Encontró a Silas. Estaba sentado en el suelo, la espalda apoyada contra la pared, la mirada perdida en un punto más allá del mundo. Su piel estaba pálida, casi transparente, y sus ojos, grandes y vacíos, reflejaban la luz del sol con una blancura lechosa. No se movía. No respiraba, al menos no de una forma reconocible. En el suelo, a sus pies, un rastro de un brillo blanco y pegajoso se extendía hacia el centro del granero, donde la masa de carne y hueso había desaparecido sin dejar rastro, solo un charco de líquido viscoso y brillante.

El campesino gritó y huyó. Nadie se atrevió a volver a la granja de los Oakhaven.

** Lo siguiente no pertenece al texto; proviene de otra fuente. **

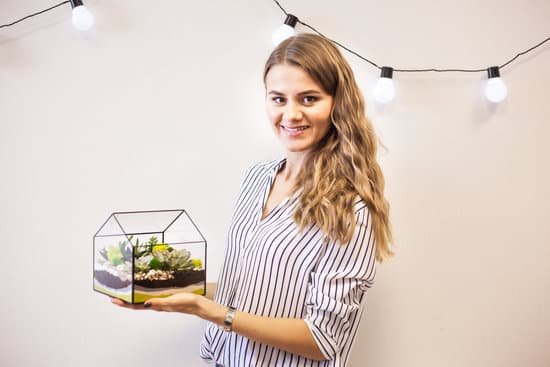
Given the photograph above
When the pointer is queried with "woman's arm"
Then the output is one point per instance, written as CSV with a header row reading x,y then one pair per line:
x,y
292,335
211,290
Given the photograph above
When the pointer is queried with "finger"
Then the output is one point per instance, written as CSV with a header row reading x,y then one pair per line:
x,y
125,304
156,304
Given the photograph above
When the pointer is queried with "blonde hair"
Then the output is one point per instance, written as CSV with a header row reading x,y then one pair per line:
x,y
344,163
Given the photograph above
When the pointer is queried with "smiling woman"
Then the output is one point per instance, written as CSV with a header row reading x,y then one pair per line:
x,y
297,107
306,228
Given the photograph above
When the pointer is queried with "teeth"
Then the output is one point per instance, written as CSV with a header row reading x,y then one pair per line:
x,y
296,128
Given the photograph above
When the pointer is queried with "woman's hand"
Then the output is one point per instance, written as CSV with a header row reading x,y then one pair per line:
x,y
179,302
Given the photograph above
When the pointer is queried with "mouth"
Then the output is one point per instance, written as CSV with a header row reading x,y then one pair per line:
x,y
294,129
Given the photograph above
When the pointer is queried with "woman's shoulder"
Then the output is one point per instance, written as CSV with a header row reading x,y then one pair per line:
x,y
360,206
263,167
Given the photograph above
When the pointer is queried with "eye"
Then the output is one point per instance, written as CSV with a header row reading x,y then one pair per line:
x,y
310,99
278,100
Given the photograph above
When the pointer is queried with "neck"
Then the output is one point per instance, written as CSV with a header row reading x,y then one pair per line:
x,y
293,166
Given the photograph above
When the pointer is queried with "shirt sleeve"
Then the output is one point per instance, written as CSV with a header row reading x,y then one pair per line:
x,y
337,286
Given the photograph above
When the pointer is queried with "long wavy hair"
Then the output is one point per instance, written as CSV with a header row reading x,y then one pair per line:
x,y
344,164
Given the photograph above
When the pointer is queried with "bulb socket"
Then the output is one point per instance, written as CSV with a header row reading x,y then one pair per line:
x,y
387,72
75,3
291,20
493,72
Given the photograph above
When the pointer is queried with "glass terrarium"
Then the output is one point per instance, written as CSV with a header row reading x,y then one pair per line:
x,y
147,254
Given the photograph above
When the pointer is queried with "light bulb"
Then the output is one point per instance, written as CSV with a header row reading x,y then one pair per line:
x,y
285,31
384,90
83,19
495,89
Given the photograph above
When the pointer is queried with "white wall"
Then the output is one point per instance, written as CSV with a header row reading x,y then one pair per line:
x,y
162,107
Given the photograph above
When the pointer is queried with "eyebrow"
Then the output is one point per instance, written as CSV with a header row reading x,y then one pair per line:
x,y
310,91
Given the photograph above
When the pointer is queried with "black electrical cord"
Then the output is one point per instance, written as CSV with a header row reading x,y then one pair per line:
x,y
35,14
413,70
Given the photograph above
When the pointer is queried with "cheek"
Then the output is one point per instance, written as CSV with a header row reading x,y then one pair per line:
x,y
273,115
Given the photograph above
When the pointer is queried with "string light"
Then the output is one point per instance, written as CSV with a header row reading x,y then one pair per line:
x,y
384,91
285,31
495,89
83,19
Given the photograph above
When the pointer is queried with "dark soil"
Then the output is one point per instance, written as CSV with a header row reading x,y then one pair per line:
x,y
110,280
181,279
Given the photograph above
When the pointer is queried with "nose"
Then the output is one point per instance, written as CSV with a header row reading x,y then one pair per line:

Se decía que en las noches de luna llena, si uno se atrevía a mirar el cielo con demasiada atención, podía sentir la misma mirada fría y vacía, y a veces, un brillo blanco y fantasmal se podía vislumbrar en la ventana del granero, como un ojo sin párpados que observaba la Tierra, esperando su momento. Y se susurraba que Silas, ahora parte de algo más grande y aterrador, era el centinela de ese lugar, el primer hijo de la luna, el nuevo Engendro.